Keep My Mind Away From My Life
..life itself is but what you deem it.
-Marcus Aurelius..our life is the creation of our mind.
-Buddha
What they said. Must be simple. I deem my kids’ college paid for. Just keep my mind away from my life!
In The Happiness Hypothesis, Jonathan Haidt provided the above quotes, then wrote:
Self-help books and seminars sometimes seem to consist of little more than lecturing and hectoring people until they understand this idea [you deem the creation of your mind] and its implications for their lives. It can be inspiring to watch: Often a moment comes when a person consumed by years of resentment, pain, and anger realizes that her father (for example) didn’t directly hurt her when he abandoned the family; all he did was move out of the house.

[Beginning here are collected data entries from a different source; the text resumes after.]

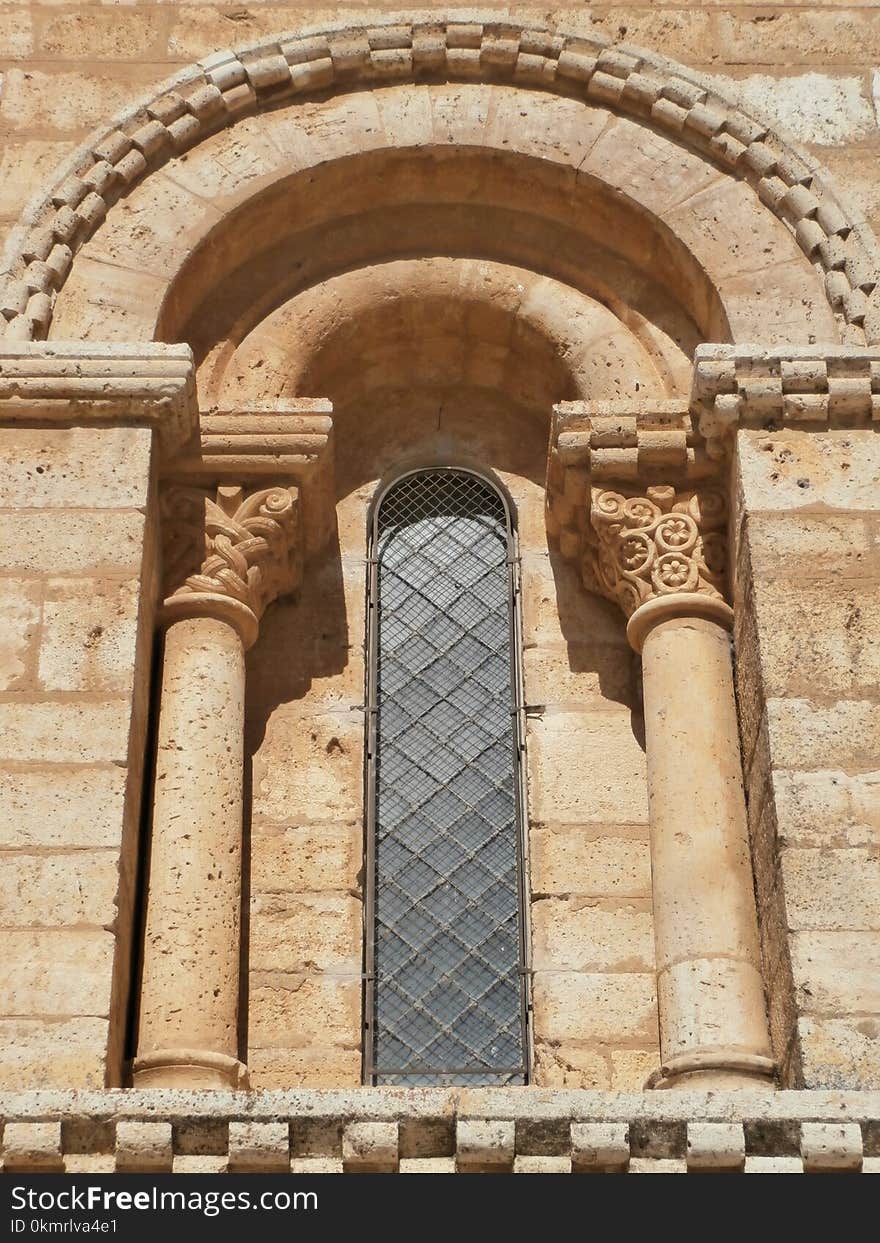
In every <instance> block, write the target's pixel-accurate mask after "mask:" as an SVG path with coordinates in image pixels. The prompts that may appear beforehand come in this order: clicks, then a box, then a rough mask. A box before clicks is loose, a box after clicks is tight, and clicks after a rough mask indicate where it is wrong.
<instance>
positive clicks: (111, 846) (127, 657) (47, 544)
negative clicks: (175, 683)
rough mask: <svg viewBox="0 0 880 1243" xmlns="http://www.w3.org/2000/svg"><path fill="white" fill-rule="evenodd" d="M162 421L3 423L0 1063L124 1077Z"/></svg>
mask: <svg viewBox="0 0 880 1243" xmlns="http://www.w3.org/2000/svg"><path fill="white" fill-rule="evenodd" d="M150 438H152V433H150V431H148V430H138V429H132V428H112V429H97V428H72V429H48V428H46V426H44V428H9V426H7V428H4V429H2V430H1V431H0V600H1V608H2V628H1V630H0V927H2V945H4V952H2V956H1V958H0V1014H1V1016H2V1018H1V1019H0V1047H2V1050H4V1054H2V1060H1V1065H0V1078H1V1081H2V1083H4V1084H5V1085H7V1086H10V1088H20V1086H26V1085H30V1086H35V1088H36V1086H50V1085H58V1086H70V1085H73V1084H76V1085H78V1086H96V1088H97V1086H102V1085H103V1084H104V1081H106V1080H107V1081H109V1083H121V1075H122V1058H123V1044H124V1037H126V1021H127V997H128V978H129V962H131V953H132V938H131V930H132V919H133V902H134V888H135V871H137V863H138V851H137V835H138V828H139V825H138V822H139V813H140V781H142V769H143V756H144V738H145V721H147V709H148V681H149V651H150V646H152V643H153V618H154V600H155V595H157V592H158V587H157V583H155V578H154V564H155V548H154V532H153V531H152V528H149V527H148V526H147V517H145V511H147V502H148V497H149V493H150V487H152V486H153V484H152V449H150Z"/></svg>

His action was morally wrong, but the pain came from her reactions to the event, and if she can change those reactions, she can leave behind twenty years of pain and perhaps even get to know her father. The art of pop psychology is to develop a method (beyond lecturing and hectoring) that guides people to that realization.
This art is old. [p23]
Change my thoughts, change my world. Or umm.. change my bad thoughts, and change my crappy world. Or um.. my thoughts are bad.. I want to change them.. I can’t.
Snap rubber band.
Good thing I have this rubber band. I can punish myself when I think bad thoughts. You know, whenever I finger rubber, I think bad thoughts. I must be an awful, broken person.
Lady Philosophy, like the pop psychology gurus of today, was working with the rider [the thinking mind], guiding him to a moment of cognitive insight and reframing. Yet, if you have ever achieved such dramatic insights into your own life and resolved to change your ways or your outlook, you probably found that, three months later, you were right back where you started. Epiphanies can be life-altering, but most fade in days or weeks. [p26]
Haidt didn’t seem too happy when he wrote these passages. First he mocks pop psychology - and of course, it deserves a good mocking every now and then. Then he says the effort to change your outlook might be doomed to fail.
What will happen to the girl and her father?
The poor girl is going to meet her father after 15 years, curl her lips in disgust, spill hot coffee in his lap and storm off. Where is a good psychodynamic intervention when you need one?
I want to start a new reality TV show - Family Reconciliations.
If you are going to be mindful of your thoughts, you could be mindful of your mind. To the quotes above, ‘to deem’ is not ‘to think,‘ ‘to create’ is not ‘to think.‘ These are processes below the thoughts.







Musings
Reader Comments (2)
Cole, Interesting Post. I read it several times. And either I'm fuzzy headed (which is very possible ) or your post wasn't as clear as some of your earlier ones.
I'm discovering that I can redirect my thoughts from the pain of old stuff into knowing that my dad left my mom when I was 8 out of self preservation. He did what needed to be done at the time. And unfortunately it took me decades to see it. So when the pain slams me to the ground, I shift my thought to something else. I feel better, am able to keep functioning, and am able to move more deeply into knowing that my dad did what was right for himself at the time. And I would be a very different person - had he stayed.
From your post, I am not sure if you believe in this kind of redirection of thought or not. It seems to work for me. And as I write this, it seems that as a culture we are returning in some ways to the ooooooold fashioned way of dealing with issues. Ignore them, turn your thoughts to something else, something better, and get on with living.
Is this evolving or de-evolving psychology? I don't know.
Gayle McCain, Author
What If... A Woman, A Pen and Life Again
www.gaylemccain.com
www.faithfultoyourjourney.blogspot.com
www.gaylemccain.blogspot.com
Sorry for the confusion.
With issues of hardship like the one you articulated, we create stories, beliefs and defenses to help us survive. Each time we relive hardship, we practice our survival skills and hone them to the point of instinct.
As you point out, you redirect your thoughts, feel better and keep functioning. You protect yourself with great success. You also don’t look past what your dad did. You are remarkably brave to acknowledge slamming pain.
Our pain often is cemented by the very defenses which were so successful.
Jonathan Haidt, who is a great scholar and psychologist, wrote the pull quotes. His point, I believe, is that we can’t realize our way past our pains. Relief from suffering comes from reworking our distorted biases, beliefs and stories.
My point: if we are mindful of our thoughts, we might as well be mindful of the process that generated them. Body sensations, emotions and feelings underlie the thoughts and embody our defended-self.
The middle part, where I made fun of rubber-bands? Silliness mainly. But consider this problem:
Imagine you get anxious when you think of your dog. If I told you not to think about your dog, how often would you?
If it were me, the more I tried not to think, the more I anxious I’d get. I'd start snapping the damn rubber band.